Suzy Donnelly: I’m here with Pandora..
Pandora puts her hand on the mic.
Pandora Ravencraft: I’m totally sorry, I really am, but I got to interrupt you. This is getting old. I don’t know what I did to piss off Belle Laveneu, and look! She’s making me curse. I never curse!
Suzy Donnelly: Deep breath. It’ll be okay.
Pandora Ravencraft: Will it though? I’ve done nothing but try to make my way here. But this goblin seems to have an obsession with assuring I fail. She interrupted my debut match. She’s attacked me backstage. Last week, she cost me the Dominion Championship. This week, she couldn’t even pin me clean. She had to hold my gosh danged pants!!! You know what she reminds me of?

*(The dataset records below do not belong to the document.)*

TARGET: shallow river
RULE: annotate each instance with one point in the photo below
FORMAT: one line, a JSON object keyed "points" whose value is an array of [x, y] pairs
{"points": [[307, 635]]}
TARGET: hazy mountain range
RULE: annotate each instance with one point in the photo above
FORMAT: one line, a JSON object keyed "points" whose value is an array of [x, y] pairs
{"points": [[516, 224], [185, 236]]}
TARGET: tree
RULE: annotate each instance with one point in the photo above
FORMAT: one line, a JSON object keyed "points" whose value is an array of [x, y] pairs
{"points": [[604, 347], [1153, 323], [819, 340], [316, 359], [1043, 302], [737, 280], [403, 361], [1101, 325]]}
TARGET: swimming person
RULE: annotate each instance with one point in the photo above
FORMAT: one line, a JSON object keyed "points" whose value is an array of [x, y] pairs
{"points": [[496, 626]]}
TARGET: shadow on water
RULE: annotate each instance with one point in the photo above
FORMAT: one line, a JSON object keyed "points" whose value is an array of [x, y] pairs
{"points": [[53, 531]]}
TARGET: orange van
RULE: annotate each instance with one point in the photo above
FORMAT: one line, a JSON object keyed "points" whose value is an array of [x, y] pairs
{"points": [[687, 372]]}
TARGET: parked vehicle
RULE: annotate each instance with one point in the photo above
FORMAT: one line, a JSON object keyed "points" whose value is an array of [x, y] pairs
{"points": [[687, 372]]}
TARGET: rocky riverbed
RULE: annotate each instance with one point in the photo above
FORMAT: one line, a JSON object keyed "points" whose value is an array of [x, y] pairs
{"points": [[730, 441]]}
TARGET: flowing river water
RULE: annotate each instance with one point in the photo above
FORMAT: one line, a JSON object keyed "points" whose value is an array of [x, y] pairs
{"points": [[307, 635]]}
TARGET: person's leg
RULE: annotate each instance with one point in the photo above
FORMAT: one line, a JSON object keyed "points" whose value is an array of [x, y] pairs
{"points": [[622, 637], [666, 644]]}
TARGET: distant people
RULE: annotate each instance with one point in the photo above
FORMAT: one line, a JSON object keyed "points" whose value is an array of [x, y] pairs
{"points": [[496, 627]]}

Suzy Donnelly: Not really.
Pandora Ravencraft: She’s a Gelatinous Cube. You know, stupid, doesn’t speak, or in her case, says nothing important when she does, Really does a lot of nothing but annoy the ever living crap outta people. But I’m a gamer, and you know what a gamer does? She meets her enemies on the field of battle. So next week, if she has the guts to do so, she can meet me in the ring for a little parlay.

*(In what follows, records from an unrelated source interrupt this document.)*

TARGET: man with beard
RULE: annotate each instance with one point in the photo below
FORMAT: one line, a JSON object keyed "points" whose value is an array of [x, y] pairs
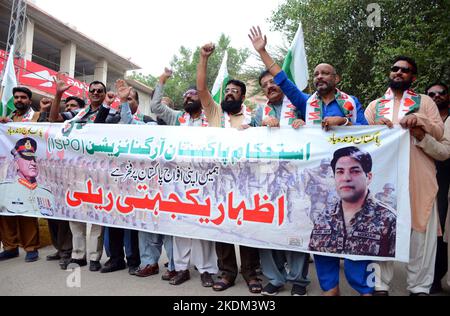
{"points": [[231, 113], [440, 151], [279, 266], [201, 253], [24, 112], [358, 224], [328, 106], [401, 105], [23, 196]]}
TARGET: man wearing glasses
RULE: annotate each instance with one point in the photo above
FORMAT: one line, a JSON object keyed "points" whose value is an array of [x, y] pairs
{"points": [[230, 113], [97, 95], [23, 196], [181, 251], [419, 114], [440, 151]]}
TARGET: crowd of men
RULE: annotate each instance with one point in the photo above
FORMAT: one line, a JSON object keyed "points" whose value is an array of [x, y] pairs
{"points": [[424, 115]]}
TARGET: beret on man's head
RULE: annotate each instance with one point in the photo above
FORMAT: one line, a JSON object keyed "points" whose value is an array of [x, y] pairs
{"points": [[362, 157], [25, 148]]}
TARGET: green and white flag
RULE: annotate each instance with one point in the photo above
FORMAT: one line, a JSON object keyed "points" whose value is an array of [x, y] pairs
{"points": [[295, 64], [8, 83], [218, 91]]}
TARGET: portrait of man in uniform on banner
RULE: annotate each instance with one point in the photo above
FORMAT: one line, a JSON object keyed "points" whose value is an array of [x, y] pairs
{"points": [[24, 195], [358, 223]]}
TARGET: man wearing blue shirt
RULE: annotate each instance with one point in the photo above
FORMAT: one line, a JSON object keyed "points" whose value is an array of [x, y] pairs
{"points": [[329, 107]]}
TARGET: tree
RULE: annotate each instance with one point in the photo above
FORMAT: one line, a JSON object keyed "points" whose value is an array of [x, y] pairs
{"points": [[184, 66], [337, 32]]}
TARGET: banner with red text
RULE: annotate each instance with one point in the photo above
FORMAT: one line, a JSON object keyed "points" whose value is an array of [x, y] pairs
{"points": [[342, 193]]}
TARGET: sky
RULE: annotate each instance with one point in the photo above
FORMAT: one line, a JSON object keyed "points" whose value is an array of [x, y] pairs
{"points": [[151, 32]]}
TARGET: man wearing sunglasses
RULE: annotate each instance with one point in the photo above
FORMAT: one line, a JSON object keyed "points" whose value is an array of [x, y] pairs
{"points": [[90, 114], [23, 196], [418, 113], [440, 151]]}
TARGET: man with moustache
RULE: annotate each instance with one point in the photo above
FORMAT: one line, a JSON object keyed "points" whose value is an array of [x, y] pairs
{"points": [[358, 224], [201, 253], [23, 111], [418, 113], [23, 196], [278, 111], [328, 106], [231, 113], [440, 151]]}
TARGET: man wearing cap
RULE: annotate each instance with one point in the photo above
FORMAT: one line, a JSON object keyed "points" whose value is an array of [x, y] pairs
{"points": [[23, 196], [387, 196], [358, 224], [318, 185], [231, 113]]}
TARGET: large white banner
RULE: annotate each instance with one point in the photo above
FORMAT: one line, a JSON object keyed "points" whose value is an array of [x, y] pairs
{"points": [[342, 193]]}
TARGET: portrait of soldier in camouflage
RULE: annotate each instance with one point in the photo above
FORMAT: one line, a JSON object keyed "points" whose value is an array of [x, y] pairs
{"points": [[358, 224], [24, 195]]}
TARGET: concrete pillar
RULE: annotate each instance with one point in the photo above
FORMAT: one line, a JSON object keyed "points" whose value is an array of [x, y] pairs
{"points": [[101, 71], [27, 45], [68, 57]]}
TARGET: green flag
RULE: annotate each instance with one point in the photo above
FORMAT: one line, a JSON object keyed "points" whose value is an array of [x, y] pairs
{"points": [[295, 64], [218, 91], [8, 83]]}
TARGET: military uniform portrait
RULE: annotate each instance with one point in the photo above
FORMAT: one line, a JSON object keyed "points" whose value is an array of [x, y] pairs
{"points": [[358, 223], [23, 195]]}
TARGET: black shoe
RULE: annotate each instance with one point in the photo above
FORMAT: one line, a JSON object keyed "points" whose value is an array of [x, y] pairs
{"points": [[298, 290], [32, 256], [79, 262], [419, 294], [206, 279], [64, 263], [114, 266], [94, 266], [380, 293], [9, 254], [436, 288], [270, 290], [53, 257]]}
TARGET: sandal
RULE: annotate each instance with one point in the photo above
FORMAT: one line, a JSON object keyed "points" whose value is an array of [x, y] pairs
{"points": [[220, 286], [255, 286]]}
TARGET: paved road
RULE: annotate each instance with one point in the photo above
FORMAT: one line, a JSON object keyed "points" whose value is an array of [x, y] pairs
{"points": [[46, 278]]}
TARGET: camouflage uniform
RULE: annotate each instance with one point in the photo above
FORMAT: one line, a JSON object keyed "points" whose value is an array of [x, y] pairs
{"points": [[372, 231], [320, 187]]}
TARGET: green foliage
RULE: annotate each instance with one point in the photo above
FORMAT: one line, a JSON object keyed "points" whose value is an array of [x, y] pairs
{"points": [[184, 66], [337, 32]]}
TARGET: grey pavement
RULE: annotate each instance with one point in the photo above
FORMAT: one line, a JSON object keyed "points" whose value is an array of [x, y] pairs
{"points": [[46, 278]]}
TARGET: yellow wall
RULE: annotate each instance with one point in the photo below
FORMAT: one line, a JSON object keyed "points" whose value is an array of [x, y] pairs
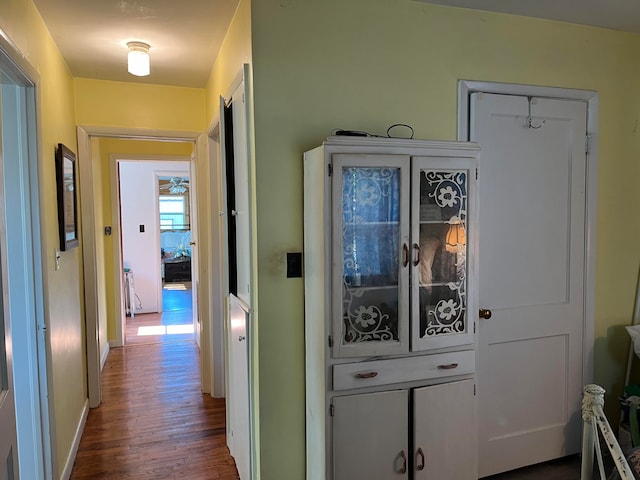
{"points": [[107, 147], [135, 105], [366, 64], [63, 306], [235, 51]]}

Pandora Ravencraft: You hear that, BITCH! I’m calling your ass out to the ring next week.
Pandora’s demeanor suddenly changes to more carefree.
Pandora Ravencraft: Now that I have that off my chest, sorry for the language Suzy Q, but it was cathartic….
Bael vs Lyric
Lyric tried to get the jump on Bael, attacking him as soon as he got in the ring. This lead to an initial burst of offense that capped off with the Gaia Kick (spinning roundhouse kick). When she pinned Bael, he impressively kicked out before even a one count. After that, Bael dominated the match,
The ending saw Bael hitting Damnation (crucifix powerbomb), but refused to pin her. Instead, he set her up for another when the crowd popped and Drake ran to the ring with a chair and slammed it against the head of Bael as the referee called for the bell DQing Lyric. Bael no sold the chair shot and grabbed the throat of Drake. Drake kicked him with a low blow. By then, Lyric had gotten to her feet, and together her and Drake hit a double powerbomb on the turnbuckle as the crowd cheered them on.